Après l’échec de la tentative révolutionnaire de 1831, les républicains neuchâtelois se réorganisent peu à peu.
Lorsque la nouvelle du renversement du roi de France Louis-Philippe, le 24 février 1848, se répand dans la principauté de Neuchâtel, les républicains, bien préparés, décident de lancer eux aussi l’offensive. Le 29 février, les autorités du Locle et de La Chaux-de-Fonds abdiquent, laissant au comité patriotique la conduite des deux localités. Le 1er mars, à 9h30, la colonne républicaine commandée par Fritz Courvoisier marche sur Neuchâtel, empruntant le col de la Vue-des-Alpes recouvert d’une épaisse couche de neige.
Tirant les leçons de l’échec de 1831, Fritz Courvoisier a obtenu l’assurance qu’un gouvernement provisoire serait prêt à prendre les rênes de la République après la prise du château. Arrivant en vue de Neuchâtel, ses troupes s’arrêtent à Pierre-à-Bot dans l’attente de nouvelles. Une estafette lui apprend que le gouvernement royaliste a renoncé à toute résistance. Les troupes républicaines s’emparent alors du château. Le gouvernement provisoire présidé par Alexis-Marie Piaget y prend ses fonctions une heure plus tard.
A l’abri des grands arbres de Pierre-à-Bot, sur les hauteurs de Neuchâtel, la colonne républicaine profite de la halte pour se reposer : à gauche, un soldat allume une pipe, alors que des tambours, à droite, sont assis, adossés au talus. Au centre, Fritz Courvoisier à cheval domine ses troupes. Il porte noué au bras gauche un tissu blanc servant de signe de ralliement aux insurgés.

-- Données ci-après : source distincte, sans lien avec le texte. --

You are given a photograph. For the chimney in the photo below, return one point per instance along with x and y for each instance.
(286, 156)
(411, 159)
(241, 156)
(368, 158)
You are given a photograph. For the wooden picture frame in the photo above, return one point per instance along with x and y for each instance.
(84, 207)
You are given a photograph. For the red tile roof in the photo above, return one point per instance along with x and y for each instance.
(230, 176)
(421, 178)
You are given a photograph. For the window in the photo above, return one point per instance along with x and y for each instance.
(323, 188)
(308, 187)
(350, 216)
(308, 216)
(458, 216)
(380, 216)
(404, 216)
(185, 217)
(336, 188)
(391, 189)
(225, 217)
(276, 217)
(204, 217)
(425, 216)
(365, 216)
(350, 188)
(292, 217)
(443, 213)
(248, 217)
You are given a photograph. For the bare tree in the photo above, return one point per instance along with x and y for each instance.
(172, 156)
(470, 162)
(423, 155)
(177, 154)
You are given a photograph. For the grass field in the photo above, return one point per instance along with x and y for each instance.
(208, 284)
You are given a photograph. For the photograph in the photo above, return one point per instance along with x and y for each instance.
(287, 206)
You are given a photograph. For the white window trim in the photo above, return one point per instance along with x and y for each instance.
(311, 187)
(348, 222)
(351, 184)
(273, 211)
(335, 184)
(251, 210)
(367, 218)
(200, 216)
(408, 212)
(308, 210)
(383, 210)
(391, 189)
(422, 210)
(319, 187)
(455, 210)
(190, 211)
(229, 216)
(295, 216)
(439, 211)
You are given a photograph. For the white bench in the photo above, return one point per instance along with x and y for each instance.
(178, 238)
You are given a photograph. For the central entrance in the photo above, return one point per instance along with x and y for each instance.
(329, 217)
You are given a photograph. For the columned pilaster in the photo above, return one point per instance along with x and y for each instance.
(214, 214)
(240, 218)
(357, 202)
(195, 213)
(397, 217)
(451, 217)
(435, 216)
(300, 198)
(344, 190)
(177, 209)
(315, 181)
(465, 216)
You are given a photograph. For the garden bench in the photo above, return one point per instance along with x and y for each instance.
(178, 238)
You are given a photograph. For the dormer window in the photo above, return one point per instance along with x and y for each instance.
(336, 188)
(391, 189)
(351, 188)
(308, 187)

Il regarde l’estafette (nommée Vuillemier) lui rapportant les nouvelles attendues. A droite, debout les bras croisés, se tient Ami Girard, autre grande figure de la révolution neuchâteloise. Les autres personnages sont plus difficilement identifiables.
Les commanditaires du tableau souhaitaient que les fils de Fritz, Paul et Emile, figurent aussi dans la scène. Alfred Chapuis, dans sa biographie de Fritz Courvoisier, désigne le soldat caché en partie par le cheval comme Paul Courvoisier.
Ce tableau a été commandé en 1889 à Auguste Bachelin par la famille Courvoisier. Les enfants de Paul Courvoisier, fils de Fritz Courvoisier, souhaitaient lui en faire cadeau. Ils donnent au peintre un grand nombre de détails historiques, puisés chez les participants à l’événement encore vivants, afin que Bachelin puisse les intégrer à sa composition : les divers uniformes des soldats présents, la couleur du brassard porté par Fritz Courvoisier, la couleur de son cheval, etc. L’épisode dépeint est aussi soigneusement choisi par les enfants Courvoisier : « Arrivée à Pierre-à-Bot, la colonne républicaine fait halte, un officier, Vuillemier, qui habite actuellement Bienne et que j’ai vu hier, est envoyé en ville ; il est à cheval, (cheval couleur roux). Vuillemier revient de Neuchâtel au galop annoncer que le gouvernement royaliste a abdiqué, il a fixé à l’encolure du cheval un petit drapeau suisse qu’on lui a donné en route ; c’est le seul drapeau de la colonne républicaine ; nous aimerions que ce moment « psychologique » si je puis m’exprimer ainsi fut indiqué dans votre tableau, l’annonce de la reddition du chef-lieu !! ». (Lettre de Fritz Courvoisier à Auguste Bachelin, 24 octobre 1889)
Bachelin tient compte de bon nombre de ces indications pour créer une composition mettant en valeur le protagoniste principal. Le tableau est peint rapidement en novembre et décembre 1889 et livré à la famille avant le nouvel an 1890.
Publié dans l’ouvrage d’Alfred Chappuis en 1947, La halte de Pierre-à-Bot est resté en possession des descendants de Paul Courvoisier. Il a été présenté publiquement à l’initiative de l’association Marche du 1er mars en février 2014.
Chapuis, Alfred, Fritz Courvoisier chef de la révolution neuchateloise, Neuchâtel : Ed. Victor Attinger, 1947.
Courvoisier, Jean, Panorama de l’histoire neuchâteloise, Neuchâtel : La Baconnière, 1972, p. 127-129.
Henry, Philippe, Histoire du canton de Neuchâtel, Neuchâtel : Alphil, 2011, pp. 90-101.
La mémoire de la révolution neuchâteloise de 1848, Hauterive : G. Attinger, 1997.
Lettres de Fritz Courvoisier à Auguste Bachelin, 24 octobre 1889, 5 janvier 1890, Bibliothèque publique et universitaire, Fonds Bachelin.